Lors d’une audition à l’Assemblée des représentants du peuple (ARP) ce lundi 20 juillet 2026, la ministre des Finances a annoncé officiellement que le pays avait remboursé, à la mi-juillet, la tranche due pour l’année 2026 de sa plus importante dette extérieure, s’élevant à 740 millions d’euros. Bien qu’elle ait reconnu l’impact direct de ce paiement sur les réserves de change nationales, la ministre a réaffirmé la position ferme de l’État concernant le respect absolu des échéances de la dette souveraine.
L’audition parlementaire mentionnée était consacrée à l’examen en urgence du projet de loi n° 52-2026. Ce texte valide un avenant modificatif à la convention de crédit entre la Banque centrale de Tunisie (BCT) et la Banque africaine d’import-export (Afreximbank). L’accord concerne une enveloppe d’ajustement de 500 millions de dollars américains.
Dans ce contexte, la ministre a révélé les détails d’une négociation. « Alors que les taux d’intérêt initiaux exigés sur les marchés financiers internationaux dépassaient la barre des 9 % pour le profil de risque tunisien, l’équipe technique de la BCT et du ministère a réussi à verrouiller un taux final compétitif de 5,86 % », a-t-elle précisé.

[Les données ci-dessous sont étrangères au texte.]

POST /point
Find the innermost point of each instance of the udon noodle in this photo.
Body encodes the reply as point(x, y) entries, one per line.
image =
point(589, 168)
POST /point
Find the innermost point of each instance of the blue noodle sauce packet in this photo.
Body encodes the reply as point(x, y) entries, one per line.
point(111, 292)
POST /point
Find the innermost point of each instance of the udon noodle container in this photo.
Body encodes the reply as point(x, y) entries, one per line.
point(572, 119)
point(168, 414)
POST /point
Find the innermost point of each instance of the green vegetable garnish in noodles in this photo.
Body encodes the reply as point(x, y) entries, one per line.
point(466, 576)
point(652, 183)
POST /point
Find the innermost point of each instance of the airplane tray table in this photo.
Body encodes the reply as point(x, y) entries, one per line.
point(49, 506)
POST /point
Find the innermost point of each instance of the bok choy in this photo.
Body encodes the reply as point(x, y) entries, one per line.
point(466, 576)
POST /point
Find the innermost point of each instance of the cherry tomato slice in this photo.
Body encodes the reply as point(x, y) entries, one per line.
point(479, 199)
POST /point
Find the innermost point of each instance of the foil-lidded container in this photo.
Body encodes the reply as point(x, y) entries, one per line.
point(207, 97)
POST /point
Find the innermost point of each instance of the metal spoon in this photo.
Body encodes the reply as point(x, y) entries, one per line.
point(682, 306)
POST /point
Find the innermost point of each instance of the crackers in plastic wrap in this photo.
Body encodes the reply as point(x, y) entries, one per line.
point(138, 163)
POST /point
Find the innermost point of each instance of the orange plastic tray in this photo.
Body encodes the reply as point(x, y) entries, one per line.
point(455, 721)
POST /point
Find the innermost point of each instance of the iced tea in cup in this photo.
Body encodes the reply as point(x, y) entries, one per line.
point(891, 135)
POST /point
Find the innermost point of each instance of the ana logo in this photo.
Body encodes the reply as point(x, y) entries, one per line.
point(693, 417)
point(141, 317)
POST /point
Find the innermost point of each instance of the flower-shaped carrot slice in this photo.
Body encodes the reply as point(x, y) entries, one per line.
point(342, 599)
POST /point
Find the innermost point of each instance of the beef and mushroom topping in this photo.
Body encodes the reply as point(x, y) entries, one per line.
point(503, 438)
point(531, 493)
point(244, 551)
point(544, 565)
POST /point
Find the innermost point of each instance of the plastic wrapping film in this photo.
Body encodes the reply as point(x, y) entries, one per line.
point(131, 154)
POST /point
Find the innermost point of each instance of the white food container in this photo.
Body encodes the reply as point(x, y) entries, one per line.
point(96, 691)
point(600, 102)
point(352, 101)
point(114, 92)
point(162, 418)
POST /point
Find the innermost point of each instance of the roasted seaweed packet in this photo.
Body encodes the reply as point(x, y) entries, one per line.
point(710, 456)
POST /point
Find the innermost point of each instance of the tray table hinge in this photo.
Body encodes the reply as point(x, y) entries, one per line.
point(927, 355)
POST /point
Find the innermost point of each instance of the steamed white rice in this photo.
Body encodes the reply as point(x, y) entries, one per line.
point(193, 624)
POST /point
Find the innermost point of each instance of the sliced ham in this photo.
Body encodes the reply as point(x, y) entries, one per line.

Cette injection de devises étrangères est cruciale pour aborder la seconde moitié de l’exercice budgétaire 2026. Selon les précisions fournies par la cheffe du département des Finances, ce financement servira de levier sur trois axes stratégiques. Le premier axe est la continuité des approvisionnements, car il facilitera les opérations d’importation de produits vitaux et de première nécessité, notamment les hydrocarbures et les médicaments. Le second axe concerne le soutien aux investissements. Une telle amélioration permettra d’injecter des liquidités pour débloquer de grands projets publics actuellement à l’arrêt à travers le pays. Le troisième volet positif est le cadrage du plan de développement, car les devises fourniront les ressources d’appui indispensables à l’exécution du plan de développement économique de l’État.
Dans ce cadre, la ministre a exhorté les députés à accélérer le processus de ratification de cet avenant. Cela permettra un déblocage rapide des fonds et, par conséquent, de consolider la résilience macroéconomique du pays pour le reste de l’année en cours.